On the crucial matter of moral principle, the conventional liberal wisdom is right: The ban is parochial and un-American and will deal a massive injustice to hundreds of genuine asylum-seekers fleeing war and genocide. But the argument that it will aid ISIS recruitment just doesn’t stand up to scrutiny.
First, it contains a contemptible implication about Muslims: namely, that they’re not thinking, reasoning individuals capable of agency, but mere vessels of feeling in a larger geopolitical game between America and the jihadists. From within this dehumanizing perspective, your average Muslim doesn’t do anything, and he or she certainly doesn’t make things happen. Rather, things are done or happen to them; they are “pushed” or “driven” to extremes by forces beyond their control. They are “inflamed,” “provoked,” “humiliated.” They are, in other words, a negative emotion waiting to happen. The former Islamist and writer Maajid Nawaz calls this “the racism of lowered expectations.” No doubt many Muslims oppose the ban, but the idea that some of the more “vulnerable” among them—to use the Countering Violent Extremism (CVE) buzzword—will want to wreak murderous vengeance for it against their fellow Americans is dangerous.
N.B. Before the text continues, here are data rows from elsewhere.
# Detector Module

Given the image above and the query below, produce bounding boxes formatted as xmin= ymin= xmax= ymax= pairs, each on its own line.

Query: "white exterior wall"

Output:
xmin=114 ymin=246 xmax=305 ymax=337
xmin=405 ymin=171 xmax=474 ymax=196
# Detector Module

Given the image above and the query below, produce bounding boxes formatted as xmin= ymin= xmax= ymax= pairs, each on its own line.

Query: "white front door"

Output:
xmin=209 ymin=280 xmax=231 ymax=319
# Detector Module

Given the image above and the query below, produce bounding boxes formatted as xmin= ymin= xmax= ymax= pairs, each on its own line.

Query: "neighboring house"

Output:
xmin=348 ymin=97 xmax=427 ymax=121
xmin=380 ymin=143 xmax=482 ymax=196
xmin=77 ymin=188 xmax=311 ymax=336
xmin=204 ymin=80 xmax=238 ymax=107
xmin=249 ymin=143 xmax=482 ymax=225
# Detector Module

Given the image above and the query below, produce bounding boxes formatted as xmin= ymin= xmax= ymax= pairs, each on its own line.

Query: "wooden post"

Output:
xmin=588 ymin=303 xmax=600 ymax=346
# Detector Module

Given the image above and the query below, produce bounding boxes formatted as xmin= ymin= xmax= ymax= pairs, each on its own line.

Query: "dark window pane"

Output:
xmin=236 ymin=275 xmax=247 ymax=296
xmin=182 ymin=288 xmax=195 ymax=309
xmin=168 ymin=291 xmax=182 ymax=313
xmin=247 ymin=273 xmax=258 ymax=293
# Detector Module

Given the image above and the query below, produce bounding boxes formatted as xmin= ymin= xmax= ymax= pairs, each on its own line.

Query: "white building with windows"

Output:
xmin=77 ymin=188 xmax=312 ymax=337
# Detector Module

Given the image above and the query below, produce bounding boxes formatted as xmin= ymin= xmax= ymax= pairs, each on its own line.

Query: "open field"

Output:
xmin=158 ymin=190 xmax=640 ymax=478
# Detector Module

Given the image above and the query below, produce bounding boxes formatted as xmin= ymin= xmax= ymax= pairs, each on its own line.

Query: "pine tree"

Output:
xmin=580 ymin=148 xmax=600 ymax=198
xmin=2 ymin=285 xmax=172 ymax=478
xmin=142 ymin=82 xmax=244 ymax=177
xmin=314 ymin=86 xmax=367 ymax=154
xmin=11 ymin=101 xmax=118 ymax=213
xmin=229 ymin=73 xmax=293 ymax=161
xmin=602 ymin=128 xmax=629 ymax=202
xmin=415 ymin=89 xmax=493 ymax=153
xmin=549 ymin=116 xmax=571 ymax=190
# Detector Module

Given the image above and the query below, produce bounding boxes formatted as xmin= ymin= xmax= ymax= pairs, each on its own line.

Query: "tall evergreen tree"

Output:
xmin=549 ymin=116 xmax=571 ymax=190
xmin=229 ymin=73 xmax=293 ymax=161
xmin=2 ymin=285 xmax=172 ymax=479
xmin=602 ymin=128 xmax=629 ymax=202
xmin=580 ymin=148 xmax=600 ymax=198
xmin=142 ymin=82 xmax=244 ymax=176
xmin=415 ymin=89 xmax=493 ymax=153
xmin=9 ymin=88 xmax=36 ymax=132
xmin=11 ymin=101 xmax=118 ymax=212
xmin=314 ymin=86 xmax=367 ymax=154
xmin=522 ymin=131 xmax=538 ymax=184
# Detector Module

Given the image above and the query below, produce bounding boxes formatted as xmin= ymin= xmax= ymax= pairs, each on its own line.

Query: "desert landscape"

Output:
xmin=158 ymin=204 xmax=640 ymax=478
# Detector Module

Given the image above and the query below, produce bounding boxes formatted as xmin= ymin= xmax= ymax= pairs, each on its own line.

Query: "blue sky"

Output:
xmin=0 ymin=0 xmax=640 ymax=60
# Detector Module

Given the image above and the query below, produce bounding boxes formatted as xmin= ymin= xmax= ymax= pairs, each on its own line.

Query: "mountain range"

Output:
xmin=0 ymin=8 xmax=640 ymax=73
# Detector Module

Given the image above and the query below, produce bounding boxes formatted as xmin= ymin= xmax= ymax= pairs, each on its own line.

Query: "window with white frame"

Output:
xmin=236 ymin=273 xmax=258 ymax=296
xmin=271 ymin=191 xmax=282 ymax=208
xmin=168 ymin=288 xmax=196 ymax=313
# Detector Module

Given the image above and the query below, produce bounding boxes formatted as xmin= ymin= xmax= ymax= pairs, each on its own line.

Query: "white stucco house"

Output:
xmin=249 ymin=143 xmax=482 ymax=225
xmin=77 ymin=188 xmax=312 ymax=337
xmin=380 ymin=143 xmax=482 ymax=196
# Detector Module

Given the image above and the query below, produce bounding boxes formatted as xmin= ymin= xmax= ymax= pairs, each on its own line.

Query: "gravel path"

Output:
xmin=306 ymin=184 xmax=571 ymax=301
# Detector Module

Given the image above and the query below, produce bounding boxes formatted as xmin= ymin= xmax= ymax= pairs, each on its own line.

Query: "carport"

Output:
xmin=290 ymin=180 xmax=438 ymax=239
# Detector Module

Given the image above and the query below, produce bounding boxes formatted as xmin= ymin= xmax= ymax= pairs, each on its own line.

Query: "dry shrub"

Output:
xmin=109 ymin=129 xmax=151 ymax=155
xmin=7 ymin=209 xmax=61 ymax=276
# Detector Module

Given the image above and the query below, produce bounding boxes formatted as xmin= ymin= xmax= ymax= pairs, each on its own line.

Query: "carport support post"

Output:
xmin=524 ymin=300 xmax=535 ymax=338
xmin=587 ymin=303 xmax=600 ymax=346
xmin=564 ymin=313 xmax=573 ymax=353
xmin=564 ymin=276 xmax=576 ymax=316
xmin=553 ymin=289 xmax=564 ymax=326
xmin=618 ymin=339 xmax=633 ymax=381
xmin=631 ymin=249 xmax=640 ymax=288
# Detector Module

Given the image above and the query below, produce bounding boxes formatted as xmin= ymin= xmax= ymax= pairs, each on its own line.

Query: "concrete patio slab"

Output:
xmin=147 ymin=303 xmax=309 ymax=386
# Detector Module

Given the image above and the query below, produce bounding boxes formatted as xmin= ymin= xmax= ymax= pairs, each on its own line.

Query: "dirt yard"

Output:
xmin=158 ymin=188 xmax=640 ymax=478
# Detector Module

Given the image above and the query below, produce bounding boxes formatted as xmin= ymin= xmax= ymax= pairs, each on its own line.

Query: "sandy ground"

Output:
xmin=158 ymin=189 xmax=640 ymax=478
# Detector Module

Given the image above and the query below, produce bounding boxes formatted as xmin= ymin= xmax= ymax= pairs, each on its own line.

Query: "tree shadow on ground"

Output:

Second, and connectedly, it posits an overly simplistic understanding of jihadist radicalization, linking this exclusively to grievances over domestic and foreign policy. But everything we know about radicalization and terrorism suggests that it is far more complex than this and cannot be reduced to secular political grievances. Of course these grievances cannot be discounted and are, as Peter Bergen has convincingly concluded in his research on American jihadists, complexly and confusingly mixed with a range of other motives, including religious and personal ones. But it is profoundly misleading to prioritize these above all others in an effort, however understandable, to amplify the idiocy of Trump’s travel ban.
Third, it displays a thundering insensitivity to the ironical and contradictory aspect of the whole ban trainwreck. Trump’s ban, argue his critics, has indirectly gifted ISIS propagandists. The main piece of evidence cited for this claim is that a small number of anonymous ISIS fanboys have cited the ban as evidence for the “true” face of an anti-Islamic America. Writing in The Atlantic, the analyst Charlie Winter suggests the possibility that ISIS—at some point—may incorporate the ban as a rallying-theme into its “narrative of victimhood,” even though ISIS has hitherto preferred the register of victory over victimhood, and in spite of the fact that the actual victims of the ban are regarded by ISIS as apostates fit for slaughter.
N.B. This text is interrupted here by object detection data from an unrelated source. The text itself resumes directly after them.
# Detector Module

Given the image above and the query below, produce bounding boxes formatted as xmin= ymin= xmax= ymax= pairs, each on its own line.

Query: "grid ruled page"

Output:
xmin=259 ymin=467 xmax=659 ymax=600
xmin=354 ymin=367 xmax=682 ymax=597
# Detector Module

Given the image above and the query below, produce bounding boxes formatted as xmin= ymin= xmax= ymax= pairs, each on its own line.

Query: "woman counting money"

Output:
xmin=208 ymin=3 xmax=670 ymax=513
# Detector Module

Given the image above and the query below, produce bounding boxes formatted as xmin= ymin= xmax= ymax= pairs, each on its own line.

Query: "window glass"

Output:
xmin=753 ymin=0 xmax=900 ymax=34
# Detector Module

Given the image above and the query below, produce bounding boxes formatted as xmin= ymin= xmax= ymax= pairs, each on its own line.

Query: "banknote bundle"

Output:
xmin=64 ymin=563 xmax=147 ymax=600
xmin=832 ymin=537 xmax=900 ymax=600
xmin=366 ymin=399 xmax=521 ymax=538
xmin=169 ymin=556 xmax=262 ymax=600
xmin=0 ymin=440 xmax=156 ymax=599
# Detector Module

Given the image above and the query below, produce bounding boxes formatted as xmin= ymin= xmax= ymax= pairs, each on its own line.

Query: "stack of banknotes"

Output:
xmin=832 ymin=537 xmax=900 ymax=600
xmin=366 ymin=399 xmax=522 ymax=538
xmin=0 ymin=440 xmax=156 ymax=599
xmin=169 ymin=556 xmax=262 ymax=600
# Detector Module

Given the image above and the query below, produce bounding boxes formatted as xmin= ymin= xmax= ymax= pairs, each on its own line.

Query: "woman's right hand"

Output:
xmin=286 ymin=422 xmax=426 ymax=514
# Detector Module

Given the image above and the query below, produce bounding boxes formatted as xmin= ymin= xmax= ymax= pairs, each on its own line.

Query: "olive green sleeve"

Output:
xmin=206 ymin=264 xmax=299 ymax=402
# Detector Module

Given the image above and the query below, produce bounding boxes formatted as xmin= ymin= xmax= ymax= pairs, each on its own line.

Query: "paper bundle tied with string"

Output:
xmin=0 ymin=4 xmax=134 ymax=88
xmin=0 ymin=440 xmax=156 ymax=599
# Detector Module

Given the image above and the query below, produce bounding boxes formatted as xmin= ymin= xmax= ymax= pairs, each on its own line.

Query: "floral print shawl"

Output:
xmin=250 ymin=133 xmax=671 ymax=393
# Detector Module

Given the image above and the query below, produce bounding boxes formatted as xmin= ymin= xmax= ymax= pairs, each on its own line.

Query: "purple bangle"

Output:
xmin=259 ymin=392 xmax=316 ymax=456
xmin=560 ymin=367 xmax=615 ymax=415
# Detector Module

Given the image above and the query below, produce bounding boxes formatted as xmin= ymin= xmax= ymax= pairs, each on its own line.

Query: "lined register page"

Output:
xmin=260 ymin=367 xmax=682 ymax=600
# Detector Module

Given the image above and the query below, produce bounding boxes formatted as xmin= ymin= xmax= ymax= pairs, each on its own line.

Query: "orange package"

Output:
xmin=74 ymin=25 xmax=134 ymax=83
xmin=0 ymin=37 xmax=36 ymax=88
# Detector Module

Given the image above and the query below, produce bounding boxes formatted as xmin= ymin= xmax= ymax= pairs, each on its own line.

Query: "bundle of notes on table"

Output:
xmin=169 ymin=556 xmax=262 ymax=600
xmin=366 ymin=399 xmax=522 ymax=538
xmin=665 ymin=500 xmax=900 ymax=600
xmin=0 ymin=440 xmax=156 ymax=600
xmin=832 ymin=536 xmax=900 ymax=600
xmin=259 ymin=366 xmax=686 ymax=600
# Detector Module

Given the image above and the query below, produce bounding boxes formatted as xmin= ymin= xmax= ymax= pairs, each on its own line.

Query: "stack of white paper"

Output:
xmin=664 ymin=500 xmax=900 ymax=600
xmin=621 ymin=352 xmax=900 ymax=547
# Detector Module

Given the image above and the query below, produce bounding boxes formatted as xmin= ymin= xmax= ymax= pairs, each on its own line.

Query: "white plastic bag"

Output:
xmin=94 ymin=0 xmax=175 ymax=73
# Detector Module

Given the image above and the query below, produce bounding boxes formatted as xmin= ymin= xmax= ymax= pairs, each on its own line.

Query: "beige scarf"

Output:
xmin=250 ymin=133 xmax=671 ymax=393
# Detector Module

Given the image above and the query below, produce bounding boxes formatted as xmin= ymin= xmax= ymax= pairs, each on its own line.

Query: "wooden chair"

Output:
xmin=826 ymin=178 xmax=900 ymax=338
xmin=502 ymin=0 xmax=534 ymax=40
Far from “gifting” ISIS, what the ban has in fact given it is a poisoned chalice. In America, it has generated a raft of critical commentary from leading politicians, and it has provoked a wave of vociferous protests in major cities that has brought Muslims and non-Muslims together in solidarity. What the ban has done, paradoxically, is solidify the gray zone against which ISIS is fighting. It has revealed not a satanic American face but a pacific and liberal one. As the Lebanese satirist Karl Sharro joked on Twitter, “Trump didn’t think this through. Now there are Friday protests in the US.” This was captioned above a news report with the headline “Detroit Protesters Laid Down Their Protest Signs So Muslims Could Pray.” However ISIS’s leadership decides to spin these displays of solidarity, it is hard to imagine that such symbolically powerful advertisements for the “gray zone” will be greeted with hand-rubbing glee.